Ci sono storie di donne coraggiose, che hanno anche sfidato le convenzioni per inseguire la giustizia: una di queste è Francesca Morvillo.
Francesca Morvillo non era solo la moglie di Giovanni Falcone: condivideva con lui anche la professione, essendo entrambi magistrati e non era solo quello. Fu infatti una pioniera, che sfidò le convenzioni in anni in cui anche solo pensare che un magistrato potesse essere di sesso femminile era ancora un tabù. Ma soprattutto, è una vittima dimenticata della mafia.
Il 23 maggio 1992, sull’autostrada nel tratto tra Palermo e Capaci, quando la mafia uccise Giovanni Falcone, la moglie era al suo fianco: sono morti insieme, entrambi intenzionati a difendere e servire lo Stato italiano, con un innato senso di giustizia che li aveva sempre caratterizzati. Il suo sorriso compare accanto a quello di Falcone in molte fotografie non è un segno di sottomissione, ma di grande volontà di fare.
La storia di Francesca Morvillo, a 33 anni dalla strage che la uccise insieme al marito Giovanni Falcone e a tre agenti della scorta, causando anche 23 feriti, rivive in un libro, dal titolo Il mio silenzio è una stella e firmato da Sabrina Pisu, dopo due anni di ricerche, scavi d’archivio e testimonianze preziose. Un lavoro nato quasi per caso, durante un laboratorio di scrittura nel carcere minorile Malaspina di Palermo.
In quell’occasione particolare, Sabrina Pisu scoprì che sia la ludoteca che il centro di accoglienza erano intitolati a Francesca Morvillo e scelse di saperne di più su questa donna, che non si può e non si deve considerare una vittima “collaterale” di quell’attentato, così come non lo sono stati gli agenti della scorta Vito Schifani, Rocco Dicillo e Antonio Montinaro.
Compiere un attentato in quel modo, utilizzando chili e chili di esplosivo, significa infatti non voler colpire soltanto Giovanni Falcone, ma lanciare un messaggio allo Stato, andando a colpire i suoi servitori, siano essi agenti di polizia o magistrati. Ma chi era Francesca Morvillo, morta il 23 maggio 1992 sulla strada tra Palermo e Capaci? Abbiamo parlato di lei come di una pioniera, ed è davvero così.
Francesca Morvillo fu una delle prime donne a superare l’esame per entrare in magistratura in Italia, un traguardo che fino al 1963 era precluso alle donne.

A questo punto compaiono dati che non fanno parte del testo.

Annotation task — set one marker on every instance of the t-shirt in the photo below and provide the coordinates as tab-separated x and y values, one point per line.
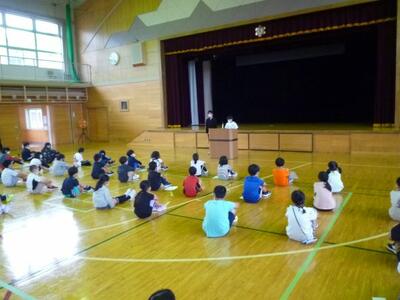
78	157
252	188
68	185
97	170
281	176
299	226
9	177
216	220
191	185
323	198
123	172
199	165
143	205
335	180
32	181
155	180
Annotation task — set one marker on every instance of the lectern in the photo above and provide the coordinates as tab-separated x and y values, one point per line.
223	142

Ma scelse di non fermarsi: studiò con rigore, si preparò con passione, e scelse una strada difficile, spesso solitaria, al servizio della giustizia minorile. Per quasi vent’anni fu Sostituto Procuratore al Tribunale dei Minorenni di Palermo.
Successivamente, lavorò anche alla Corte d’Appello di Palermo, partecipando a un processo che fece storia, quello contro Vito Ciancimino, un politico legato a doppio filo con Cosa Nostra. Quando le offrirono la scorta, disse di no perché non voleva che la sua vita diventasse una prigione, diventando la sua libertà ostaggio del potere criminale.
Riservata, determinata, austera ma al contempo molto dolce, Francesca Morvillo va ricordata oggi più di quanto accadde al momento della sua morte: il giorno dopo l’attentato, infatti, i giornali scrissero che insieme a Giovanni Falcone, era morta anche la moglie, spogliandola della sua identità, ridotta a figura accessoria nella tragedia nazionale.
Identità che oggi rivive non solo in un libro, ma in un approccio diverso, una rilettura della vita di questa donna, che si separò dal primo marito e scelse una relazione fatta di stima, di amore, e di valori condivisi, al fianco di Giovanni Falcone. Si affiancò a un uomo perché credeva nelle stesse battaglie, e decise di combatterle al suo fianco fino alla fine, fino a quel 23 maggio di 33 anni fa.